“Are my hands clean Mom? Did you see me get soap on the backs? I can’t remember if I did or not. Are they clean?”
“I touched the seatbelt. Is it covered in COVID now?”
“Are my undies clean? Can you see anything? What’s that speck? Are you sure it’s just lint?”
My almost-six-year-old, R., has had symptoms of OCD for a while now. But I thought we could limp along and wait on treatment until he was older. That’s what we did with his sister, but it’s become apparent in the past six months or so that he has it worse than she did.
I’ve heard from four different people at his school, where he’s thriving except for the OCD. That he keeps seeing dirt that isn’t there, or obsessively washes and rinses his hands, or thinks there’s something in his underwear when it’s fine. Sometimes he goes to the nurse’s office and changes clothes.
I’m proud of him that he’s only had to actually come home once so far. We are very lucky that everyone at his school this year is understanding and patient with him.
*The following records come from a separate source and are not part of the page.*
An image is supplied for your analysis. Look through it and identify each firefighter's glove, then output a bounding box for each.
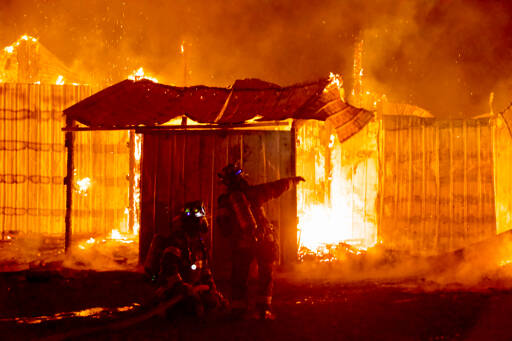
[173,282,197,297]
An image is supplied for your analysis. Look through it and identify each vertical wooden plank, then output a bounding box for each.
[155,133,172,233]
[275,127,296,266]
[211,132,232,279]
[434,122,441,250]
[139,134,158,263]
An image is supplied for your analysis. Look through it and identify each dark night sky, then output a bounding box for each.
[0,0,512,117]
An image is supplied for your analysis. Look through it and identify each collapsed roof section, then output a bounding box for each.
[64,79,374,141]
[0,35,84,84]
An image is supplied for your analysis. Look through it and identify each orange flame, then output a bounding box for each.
[55,75,64,85]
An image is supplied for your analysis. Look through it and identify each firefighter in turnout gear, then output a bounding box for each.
[144,201,226,316]
[217,164,304,319]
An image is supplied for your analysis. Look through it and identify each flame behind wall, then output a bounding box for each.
[296,121,378,256]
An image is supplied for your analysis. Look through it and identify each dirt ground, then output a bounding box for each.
[0,265,512,340]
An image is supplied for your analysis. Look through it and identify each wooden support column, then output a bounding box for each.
[64,118,75,253]
[128,130,135,233]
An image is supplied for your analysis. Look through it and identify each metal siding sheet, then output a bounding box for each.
[380,116,496,253]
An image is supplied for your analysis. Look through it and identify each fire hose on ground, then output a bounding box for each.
[42,285,210,341]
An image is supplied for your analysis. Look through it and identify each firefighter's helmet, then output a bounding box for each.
[182,200,208,234]
[217,163,246,187]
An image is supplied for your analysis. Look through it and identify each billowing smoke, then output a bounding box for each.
[0,0,512,117]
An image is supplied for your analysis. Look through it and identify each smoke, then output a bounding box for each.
[295,231,512,290]
[0,0,512,117]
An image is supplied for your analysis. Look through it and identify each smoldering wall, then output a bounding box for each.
[0,0,512,117]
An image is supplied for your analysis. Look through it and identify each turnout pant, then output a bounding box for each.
[231,241,276,310]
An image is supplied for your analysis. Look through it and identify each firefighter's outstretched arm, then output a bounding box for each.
[249,176,306,204]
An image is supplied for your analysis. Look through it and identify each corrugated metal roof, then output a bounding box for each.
[64,79,373,140]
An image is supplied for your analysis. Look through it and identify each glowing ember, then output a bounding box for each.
[110,229,123,239]
[0,303,140,324]
[297,205,352,252]
[55,75,64,85]
[76,178,91,196]
[128,67,158,83]
[500,259,512,266]
[324,72,345,100]
[110,229,134,244]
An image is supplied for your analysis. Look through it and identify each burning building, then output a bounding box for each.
[65,69,510,270]
[0,35,136,266]
[66,75,373,270]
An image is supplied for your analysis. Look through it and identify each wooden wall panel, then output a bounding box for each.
[0,83,95,234]
[493,116,512,233]
[140,130,296,277]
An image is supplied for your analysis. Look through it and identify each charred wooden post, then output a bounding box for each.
[64,118,75,253]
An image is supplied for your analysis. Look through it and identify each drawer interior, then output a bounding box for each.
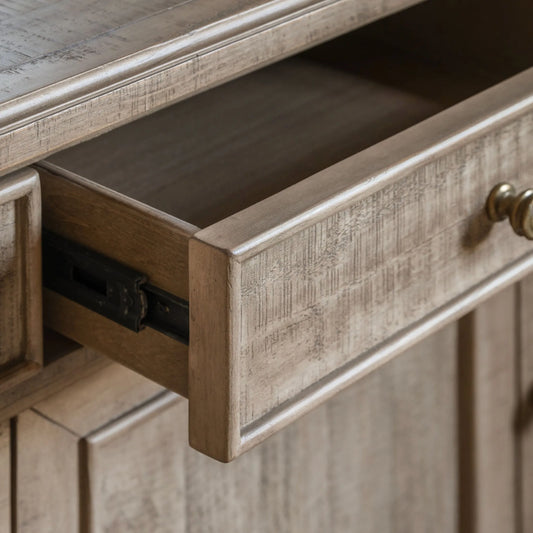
[44,2,531,227]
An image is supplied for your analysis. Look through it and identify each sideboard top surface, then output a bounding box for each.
[0,0,420,174]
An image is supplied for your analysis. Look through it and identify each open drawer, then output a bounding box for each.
[39,7,533,461]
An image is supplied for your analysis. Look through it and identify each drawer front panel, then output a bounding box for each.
[0,170,42,389]
[189,71,533,460]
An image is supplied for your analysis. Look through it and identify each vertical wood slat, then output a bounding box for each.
[16,410,79,533]
[82,325,458,533]
[516,276,533,533]
[0,421,11,533]
[458,287,517,533]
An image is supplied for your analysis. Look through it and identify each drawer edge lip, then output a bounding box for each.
[32,159,200,237]
[237,252,533,459]
[194,68,533,261]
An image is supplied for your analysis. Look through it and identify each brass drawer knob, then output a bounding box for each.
[486,183,533,239]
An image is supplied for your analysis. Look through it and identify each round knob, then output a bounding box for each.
[486,183,533,239]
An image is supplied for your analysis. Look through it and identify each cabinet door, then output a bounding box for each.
[15,284,533,533]
[516,276,533,533]
[0,169,42,390]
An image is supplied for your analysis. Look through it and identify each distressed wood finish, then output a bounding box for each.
[0,421,11,532]
[458,286,520,533]
[0,169,42,390]
[19,324,459,533]
[0,0,424,177]
[515,276,533,533]
[44,51,491,230]
[39,165,196,396]
[33,363,165,435]
[189,70,533,460]
[14,410,80,533]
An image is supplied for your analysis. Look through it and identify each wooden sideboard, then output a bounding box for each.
[0,0,533,533]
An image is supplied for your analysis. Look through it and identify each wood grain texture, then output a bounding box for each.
[83,325,459,533]
[515,276,533,533]
[48,47,490,227]
[0,169,42,389]
[189,65,533,460]
[361,0,533,76]
[0,0,424,177]
[83,393,187,533]
[458,286,520,533]
[15,410,80,533]
[39,166,196,395]
[0,332,111,421]
[33,364,164,435]
[0,421,11,532]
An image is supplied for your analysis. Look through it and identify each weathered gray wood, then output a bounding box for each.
[0,0,424,177]
[33,364,164,435]
[0,420,11,532]
[515,276,533,533]
[81,325,459,533]
[0,331,111,421]
[43,47,490,227]
[15,410,80,533]
[458,286,520,533]
[39,167,196,396]
[189,69,533,460]
[0,169,42,389]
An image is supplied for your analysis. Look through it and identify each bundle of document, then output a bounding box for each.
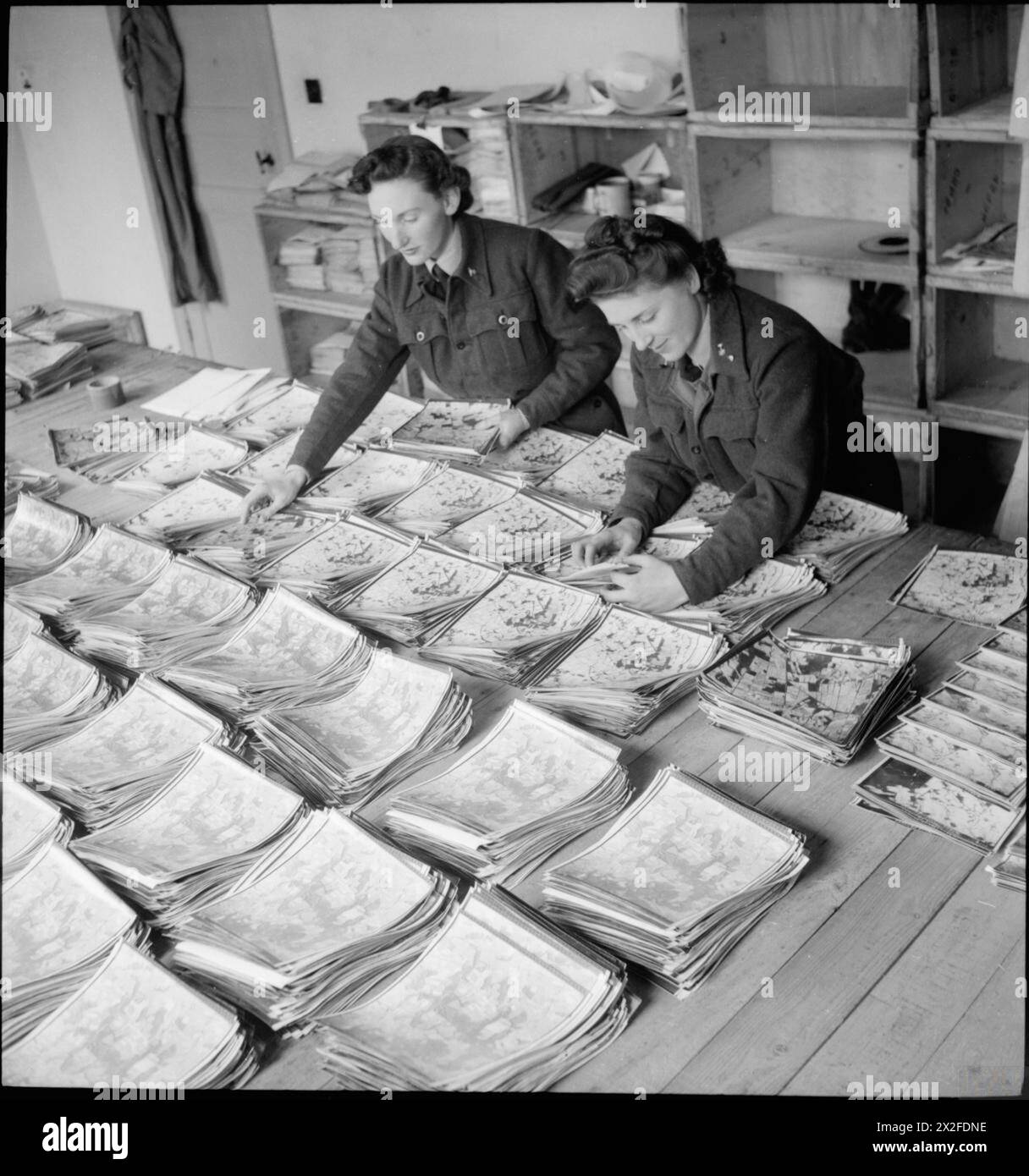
[74,555,259,672]
[70,745,307,925]
[482,426,592,485]
[384,700,629,886]
[298,449,444,514]
[540,429,636,514]
[3,634,117,751]
[3,491,93,587]
[542,765,808,1000]
[421,572,607,685]
[7,524,172,628]
[890,547,1026,627]
[27,675,244,828]
[161,587,371,721]
[250,649,471,808]
[333,542,503,645]
[697,629,915,763]
[3,331,93,400]
[3,776,73,881]
[260,514,417,609]
[168,811,456,1029]
[383,400,510,464]
[3,844,146,1044]
[320,887,639,1091]
[528,604,725,736]
[3,943,257,1098]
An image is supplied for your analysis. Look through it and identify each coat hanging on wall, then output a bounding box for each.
[120,5,220,305]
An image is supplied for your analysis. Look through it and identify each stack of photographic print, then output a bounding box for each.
[167,811,456,1029]
[543,765,808,997]
[320,887,637,1091]
[383,700,628,886]
[697,629,915,763]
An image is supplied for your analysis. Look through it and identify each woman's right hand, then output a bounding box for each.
[571,519,643,568]
[240,465,307,522]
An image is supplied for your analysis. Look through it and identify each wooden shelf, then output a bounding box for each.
[721,217,917,286]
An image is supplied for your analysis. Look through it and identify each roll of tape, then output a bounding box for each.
[85,375,124,408]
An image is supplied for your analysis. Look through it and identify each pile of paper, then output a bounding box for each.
[30,675,242,828]
[540,429,636,514]
[3,844,146,1044]
[384,701,629,886]
[383,400,510,464]
[260,514,417,609]
[422,572,607,685]
[70,745,307,925]
[3,776,73,881]
[298,449,444,514]
[161,587,371,721]
[3,943,257,1098]
[3,634,115,751]
[698,629,915,763]
[543,765,808,998]
[334,542,503,643]
[528,604,725,736]
[251,649,471,807]
[3,492,93,587]
[890,547,1026,627]
[8,524,172,628]
[320,887,637,1091]
[75,555,259,670]
[168,812,455,1029]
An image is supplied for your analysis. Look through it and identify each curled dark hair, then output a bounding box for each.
[349,135,474,213]
[565,215,736,302]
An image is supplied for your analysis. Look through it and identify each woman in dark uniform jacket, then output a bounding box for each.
[244,135,625,518]
[568,217,902,613]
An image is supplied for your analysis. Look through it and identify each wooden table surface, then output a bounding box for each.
[6,343,1026,1097]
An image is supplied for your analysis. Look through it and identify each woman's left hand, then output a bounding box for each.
[601,555,688,613]
[496,408,529,449]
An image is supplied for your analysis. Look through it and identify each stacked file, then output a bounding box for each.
[540,429,636,514]
[300,449,443,514]
[334,542,503,643]
[32,675,242,828]
[890,547,1026,625]
[698,629,915,763]
[320,887,637,1091]
[421,572,607,685]
[3,844,146,1044]
[3,776,72,881]
[161,588,371,721]
[384,701,629,886]
[543,766,808,998]
[776,491,908,585]
[70,745,307,925]
[168,812,455,1029]
[75,555,257,670]
[251,649,471,808]
[383,400,510,464]
[3,943,257,1097]
[3,634,115,751]
[528,604,725,736]
[3,492,93,587]
[8,524,172,628]
[260,514,416,608]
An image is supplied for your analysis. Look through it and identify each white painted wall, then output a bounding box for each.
[268,0,680,155]
[7,5,179,348]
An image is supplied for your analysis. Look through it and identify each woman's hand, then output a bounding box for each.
[496,408,529,449]
[571,519,643,568]
[601,555,689,613]
[240,465,307,522]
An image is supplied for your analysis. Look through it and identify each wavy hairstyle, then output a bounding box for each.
[564,215,736,302]
[348,135,474,213]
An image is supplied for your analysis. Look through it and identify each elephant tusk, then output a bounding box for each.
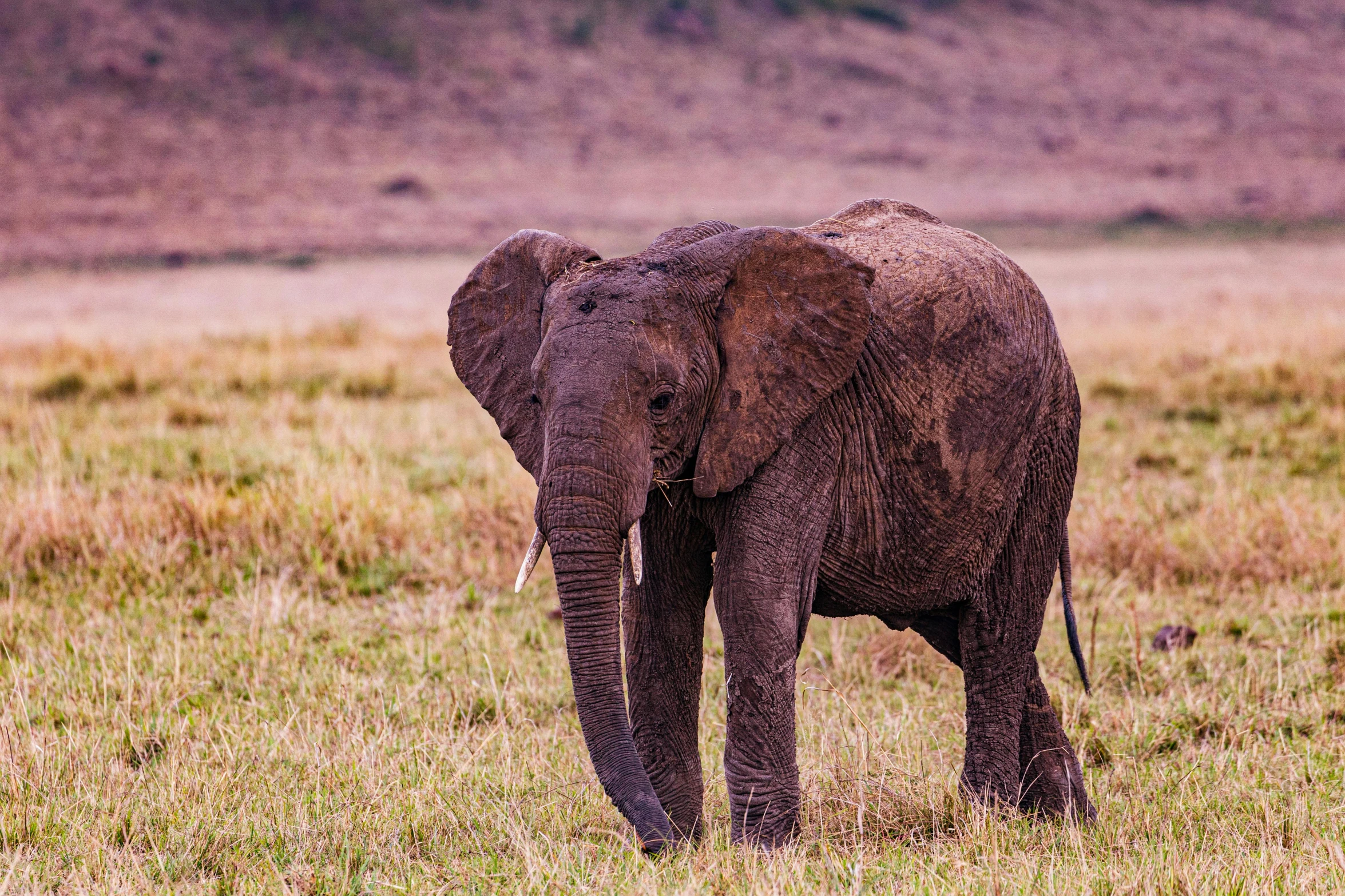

My daughter’s main trigger was bugs. I thought that was hell, and some days it was, until the meds kicked in – screaming fits about a gnat in the bathroom. Or screaming right in my ear while I was driving because there was a gnat in the car; I nearly wrecked over that once. But bugs can be avoided a hell of a lot easier than invisible germs or miniscule specks.
My son’s OCD developed in the middle of COVID, when we were all talking about germs and how to avoid them. He also potty-trained late enough to remember us telling him over…and over…and over…to check his undies and wash his hands.
Even though I know that germs are a classic OCD trigger, my OCD tells me we programmed him.
I’m back to managing two people’s worth, mine and his. I’m trying to be patient but firm. I tell him things like:
“I’m only going to tell you this once, because you know the more we feed the OCD monster, the stronger it gets. Yes, your hands are clean. Now stop asking.”
“You know the answer to that.”
“How would poop even get there? Does that make any sense? No, that isn’t poop.”
“Soap is clear. You don’t have to see it for it to be on your hands.”
On and on. It gets exhausting.
Last night he had an OCD nightmare of some sort and came into our room screaming and crying about it. He had to wash his hands, and at whatever the hell o’clock it was (I went to bed at 1:30 so it was…between that and 6…), I just gave him whatever validation he needed. Yes, your hands are clean. Yes your undies are fine. Yes you washed that thumb. That one too.
He laid on my arm and we did alphabet animals to distract him. A is for Axolotl. B is for Bear. We did the whole thing (is there anything for X besides X-ray fish? That one seems like such a cop-out). He finally calmed down and went back to sleep.
I hid the fact that I was a complete mess the whole time. My own OCD was whispering “This is your fault. They both got it from you.”
I have a pediatrician appointment set up for him next week and we’re on the list for a call-back with my daughter’s former behavioral health provider. It’s gotten to the point where it’s negatively affecting him every day. I hate to put him on meds without therapy, but at this point, I’m asking the pediatrician if we can do that. We know meds work for my daughter (and me). I’ll do the therapy as soon as I can get set up with a provider, but that might take weeks or even months.
I just want him to feel better. He’s such a bright, funny, sweet little kid, and I hate that this is dragging him down.